By the 1830s, Ohio City—a separate city until it was annexed by Cleveland in the 1850s—was falling behind its more prosperous neighbor on the east bank of the Cuyahoga. Ohio City residents became enraged when a Cleveland syndicate that included Cleveland's future mayor John W. Willey constructed a bridge on Columbus Street in the Flats to connect the new Cleveland Centre and Willeyville subdivisions. The new bridge took a southerly route that bypassed Ohio City's main commercial district on what is now West 25th Street. Given that this new bridge was far superior to the floating bridge further north that had previously been the only span connecting the two cities, Ohio City rightfully feared a drastic decline in traffic and goods moving through their city. Incensed, they decided to boycott the bridge. Cleveland retaliated by removing their half of the old floating bridge.

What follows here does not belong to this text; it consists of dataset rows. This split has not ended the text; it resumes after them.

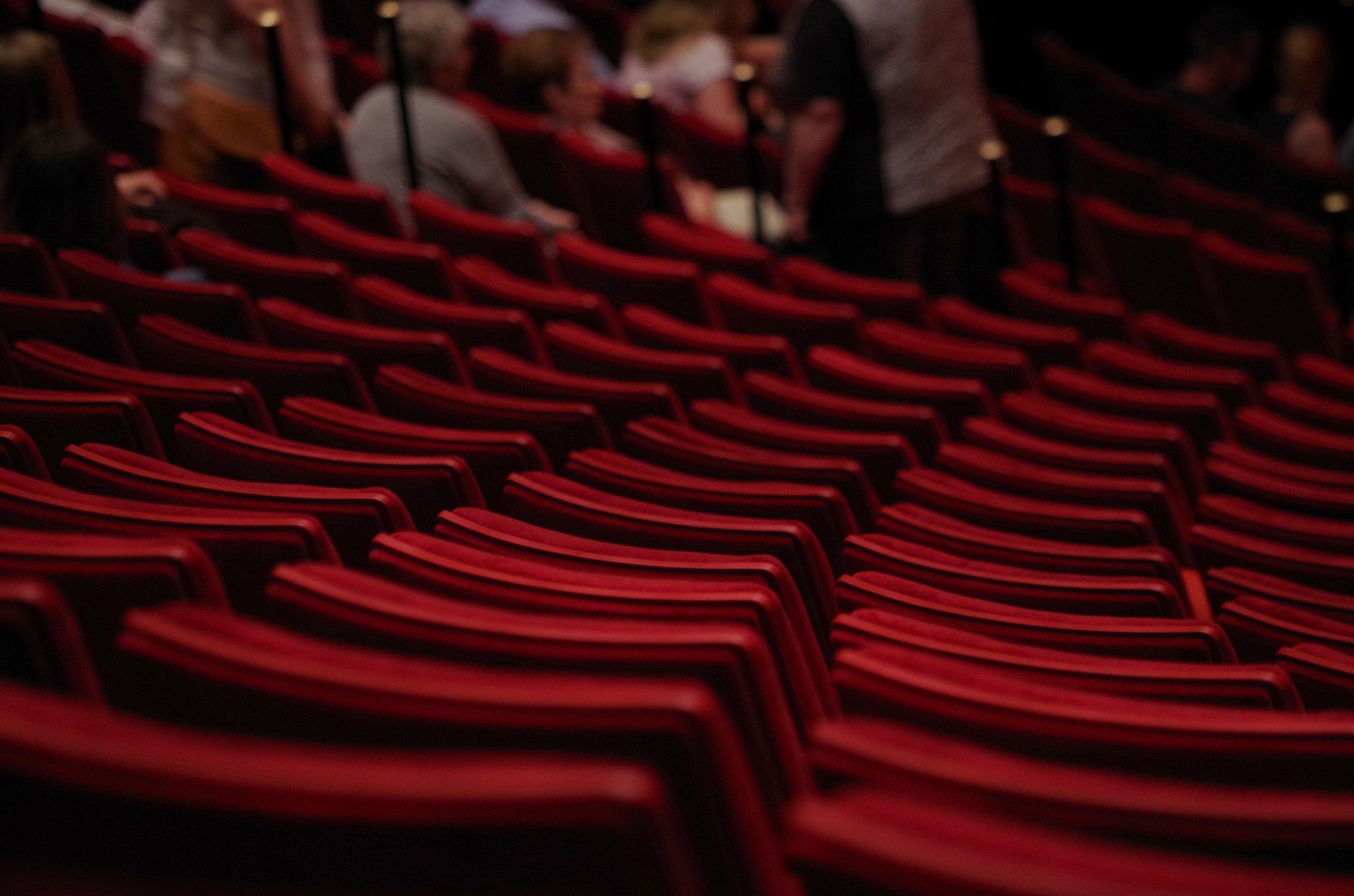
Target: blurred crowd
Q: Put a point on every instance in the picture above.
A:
(879, 107)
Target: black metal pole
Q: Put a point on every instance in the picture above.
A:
(994, 153)
(270, 22)
(1337, 206)
(1056, 130)
(390, 16)
(643, 95)
(745, 75)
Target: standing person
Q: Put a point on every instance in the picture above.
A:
(1296, 119)
(458, 154)
(685, 50)
(887, 111)
(1224, 48)
(210, 84)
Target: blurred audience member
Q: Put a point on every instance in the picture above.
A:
(887, 111)
(1224, 48)
(685, 50)
(56, 185)
(1298, 119)
(210, 85)
(549, 73)
(35, 90)
(459, 156)
(519, 16)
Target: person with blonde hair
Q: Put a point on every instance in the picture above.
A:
(458, 154)
(210, 84)
(1296, 119)
(685, 50)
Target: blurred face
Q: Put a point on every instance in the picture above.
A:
(577, 102)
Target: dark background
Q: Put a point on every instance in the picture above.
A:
(1146, 41)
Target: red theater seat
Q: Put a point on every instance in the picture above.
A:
(1032, 589)
(417, 266)
(28, 269)
(492, 454)
(879, 597)
(618, 401)
(513, 245)
(83, 326)
(922, 525)
(164, 395)
(129, 294)
(952, 397)
(1042, 343)
(795, 646)
(316, 816)
(481, 282)
(882, 455)
(203, 665)
(425, 484)
(728, 657)
(559, 425)
(748, 307)
(1221, 744)
(1043, 519)
(353, 517)
(57, 419)
(1260, 685)
(367, 345)
(260, 221)
(745, 351)
(1242, 822)
(324, 286)
(693, 375)
(42, 642)
(1147, 262)
(278, 372)
(1269, 297)
(872, 297)
(714, 251)
(821, 508)
(999, 367)
(1031, 297)
(1168, 338)
(684, 448)
(1138, 367)
(244, 544)
(862, 842)
(788, 400)
(356, 204)
(391, 305)
(554, 503)
(627, 278)
(19, 453)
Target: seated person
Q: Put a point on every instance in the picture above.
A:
(549, 75)
(519, 16)
(57, 187)
(1224, 47)
(35, 88)
(685, 50)
(458, 153)
(1296, 118)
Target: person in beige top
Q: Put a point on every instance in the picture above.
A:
(210, 87)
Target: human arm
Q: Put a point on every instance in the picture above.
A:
(812, 137)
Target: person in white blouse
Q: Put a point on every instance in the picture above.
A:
(685, 50)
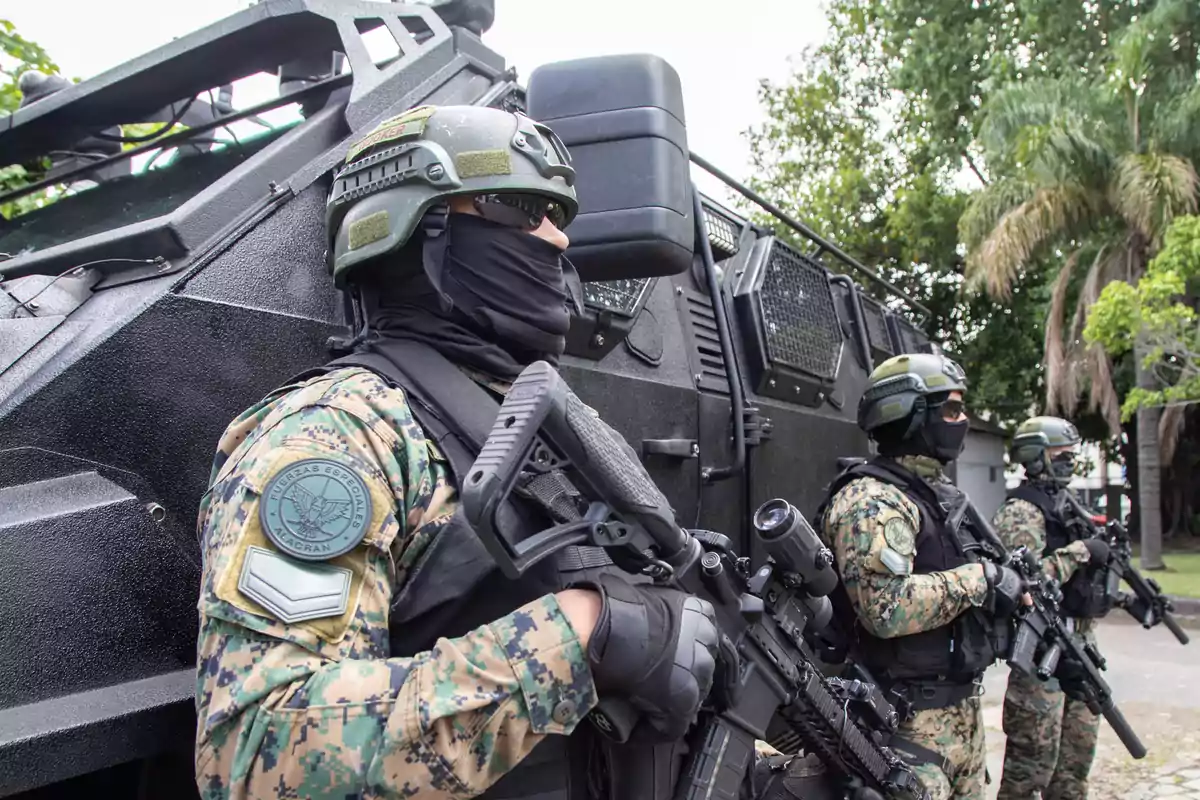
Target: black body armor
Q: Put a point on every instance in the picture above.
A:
(940, 667)
(1086, 594)
(456, 585)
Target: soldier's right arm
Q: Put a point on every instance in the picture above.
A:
(317, 708)
(873, 528)
(1019, 523)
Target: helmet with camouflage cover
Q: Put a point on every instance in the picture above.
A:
(900, 386)
(413, 162)
(907, 408)
(1033, 440)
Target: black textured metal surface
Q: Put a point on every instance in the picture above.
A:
(79, 733)
(100, 569)
(256, 40)
(798, 313)
(17, 336)
(645, 409)
(877, 325)
(700, 324)
(277, 266)
(723, 233)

On October 31, 1836, an angry mob of Ohio City residents marched to the Columbus Street Bridge intending to destroy it. Cleveland's Mayor Willey and a number of Cleveland residents met them and fighting broke out, leaving three men seriously injured before the County Sheriff put a stop to the violence. The courts eventually resolved the issue, allowing for both bridges to be opened to traffic.
The old Columbus Street bridge was replaced by an iron bridge in 1870. After that, a double swing bridge—then the world's first—took that bridge's place. Later, in 1940, WPA workers installed a steel lift bridge on Columbus Road. This bridge underwent a substantial restoration in 2013-14.
Speaking to your typical Clevelander it becomes clear that while the original Columbus Street Bridge may be long gone, the rivalry between the east and west sides of Cleveland remains firmly in place. But perhaps a bit less violently.